Weiter Kritik an Migrations-Memorandum von Grünen-Politikern
Das in einem Memorandum von Politikerinnen und Politikern der Grünen geforderte radikale Umdenken in der Migrationspolitik sorgt weiter für Kritik in der Partei. "Es herrscht eine toxische Grundhaltung in der Migrationsdebatte", sagte der Hannoveraner Oberbürgermeister Belit Onay (Grüne) den Funke-Zeitungen vom Montag. "Das Papier beschäftigt sich mit Phantomdebatten." Als Beispiel nannte Onay die in dem Memorandum geforderten Auffangzentren an den EU-Außengrenzen.
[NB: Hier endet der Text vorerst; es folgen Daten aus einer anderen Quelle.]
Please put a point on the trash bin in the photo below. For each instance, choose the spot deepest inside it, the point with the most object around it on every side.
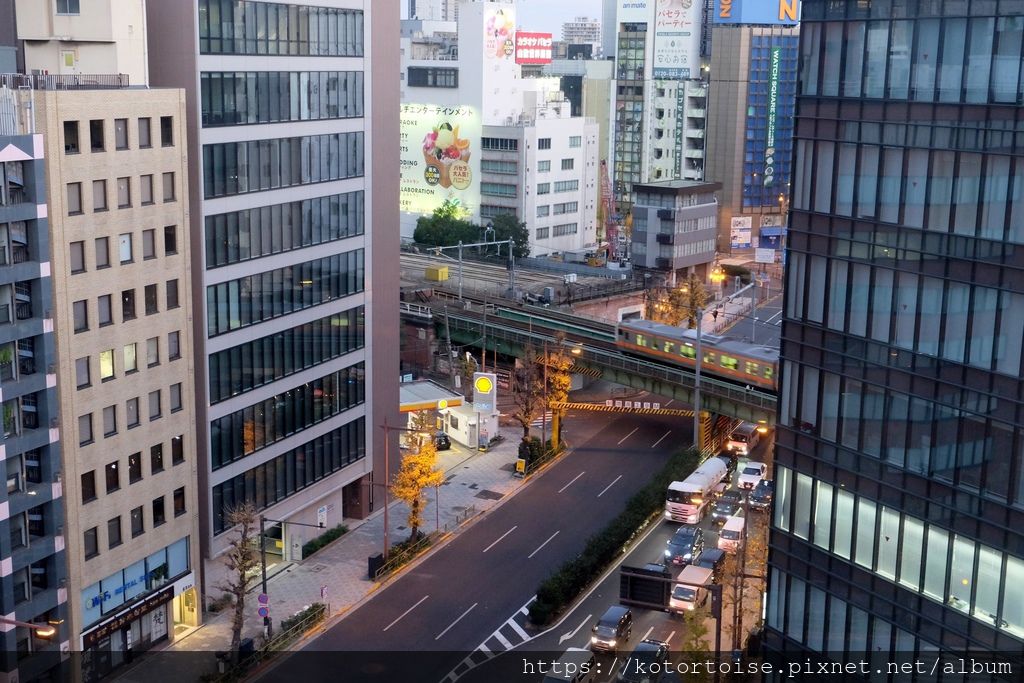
(374, 563)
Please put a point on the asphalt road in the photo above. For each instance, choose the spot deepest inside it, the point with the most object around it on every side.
(423, 624)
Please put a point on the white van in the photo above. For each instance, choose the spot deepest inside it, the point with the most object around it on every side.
(732, 535)
(577, 666)
(743, 438)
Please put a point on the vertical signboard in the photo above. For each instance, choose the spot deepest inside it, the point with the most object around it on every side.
(440, 160)
(677, 39)
(773, 66)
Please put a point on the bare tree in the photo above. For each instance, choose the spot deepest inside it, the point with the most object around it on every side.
(241, 559)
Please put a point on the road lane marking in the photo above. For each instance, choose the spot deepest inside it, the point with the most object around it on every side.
(628, 435)
(543, 545)
(456, 622)
(502, 537)
(407, 611)
(570, 482)
(609, 485)
(566, 636)
(660, 439)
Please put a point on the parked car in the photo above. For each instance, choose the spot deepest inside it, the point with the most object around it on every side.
(637, 667)
(752, 473)
(684, 545)
(763, 495)
(612, 630)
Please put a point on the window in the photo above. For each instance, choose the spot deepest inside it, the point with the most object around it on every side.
(130, 358)
(137, 522)
(156, 459)
(124, 247)
(154, 404)
(148, 244)
(90, 541)
(89, 486)
(128, 305)
(71, 137)
(107, 365)
(172, 294)
(82, 373)
(102, 253)
(81, 315)
(158, 511)
(74, 199)
(121, 133)
(110, 421)
(131, 412)
(169, 186)
(124, 193)
(77, 257)
(145, 188)
(134, 467)
(173, 345)
(167, 131)
(144, 139)
(85, 429)
(114, 531)
(151, 300)
(113, 477)
(104, 315)
(96, 134)
(175, 397)
(170, 240)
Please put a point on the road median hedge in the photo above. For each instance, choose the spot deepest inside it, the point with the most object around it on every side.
(562, 587)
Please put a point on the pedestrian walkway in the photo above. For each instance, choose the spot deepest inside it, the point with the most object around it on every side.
(474, 482)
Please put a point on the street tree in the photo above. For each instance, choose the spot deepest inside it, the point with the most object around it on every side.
(419, 471)
(527, 389)
(242, 559)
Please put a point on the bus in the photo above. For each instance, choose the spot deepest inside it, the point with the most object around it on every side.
(688, 500)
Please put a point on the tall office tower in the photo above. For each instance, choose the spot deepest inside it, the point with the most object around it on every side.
(899, 503)
(294, 223)
(33, 580)
(750, 130)
(121, 311)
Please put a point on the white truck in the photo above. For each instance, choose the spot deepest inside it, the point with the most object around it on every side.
(691, 591)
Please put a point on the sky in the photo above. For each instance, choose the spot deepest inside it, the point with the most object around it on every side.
(548, 15)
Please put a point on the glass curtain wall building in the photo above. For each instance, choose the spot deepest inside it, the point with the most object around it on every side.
(899, 503)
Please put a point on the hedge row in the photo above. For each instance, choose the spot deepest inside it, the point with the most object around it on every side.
(573, 575)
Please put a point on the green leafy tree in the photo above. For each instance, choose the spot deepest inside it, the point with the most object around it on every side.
(419, 471)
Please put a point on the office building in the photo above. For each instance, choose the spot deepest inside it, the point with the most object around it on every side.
(33, 569)
(899, 461)
(293, 221)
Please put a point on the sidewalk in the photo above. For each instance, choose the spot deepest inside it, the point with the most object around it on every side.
(474, 482)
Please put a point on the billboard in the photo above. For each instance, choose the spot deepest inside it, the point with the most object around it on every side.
(532, 48)
(440, 158)
(785, 12)
(677, 39)
(499, 33)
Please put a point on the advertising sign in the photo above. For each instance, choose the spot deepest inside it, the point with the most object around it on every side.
(440, 158)
(677, 39)
(773, 65)
(739, 232)
(532, 48)
(499, 33)
(785, 12)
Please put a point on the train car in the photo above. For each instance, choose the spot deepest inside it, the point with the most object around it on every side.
(723, 357)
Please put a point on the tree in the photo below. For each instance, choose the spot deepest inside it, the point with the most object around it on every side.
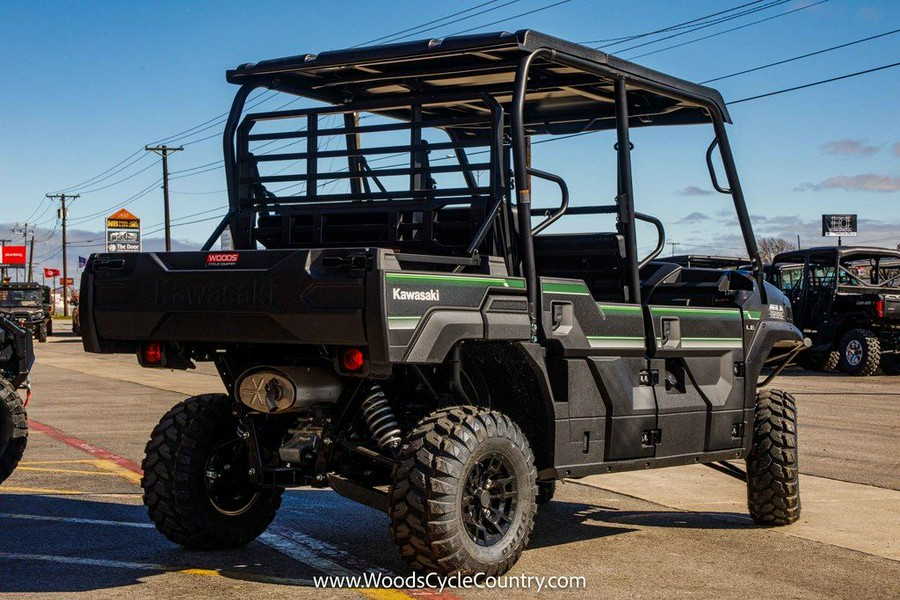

Diese seien "rechtlich nicht umsetzbar, zudem ziehen die betroffenen Staaten nicht mit".
Auch Mitnahmeeffekte bei Sozialleistungen erlebe er nicht, sagte Onay. Die Aussagen des Grünen-Papiers träfen seiner Einschätzung nach nicht auf breite Unterstützung in der Partei. Anders als die Autoren des Memorandums sieht er auch die Willkommenskultur in Deutschland noch nicht als erschöpft an. Es brauche aber bundesweit mehr Anstrengung und mehr Unterstützung für die kommunale Ebene, sagte der Oberbürgermeister.
Die Verfasser des auf den 11. Februar datierten Memorandums um Mitzeichner Boris Palmer kritisieren die deutsche Migrationspolitik als verfehlt. Viele Kommunen könnten "dem hohen Aufkommen an Migranten nicht standhalten", auch gebe es "kein klares Integrationskonzept", heißt es in dem Papier mit dem Titel "Memorandum für eine andere Migrationspolitik in Deutschland" weiter. Die Verfasser zählen sich zum realpolitischen Flügel der Grünen und sehen sich als Vertreter der "bürgerlichen grünen Mitte".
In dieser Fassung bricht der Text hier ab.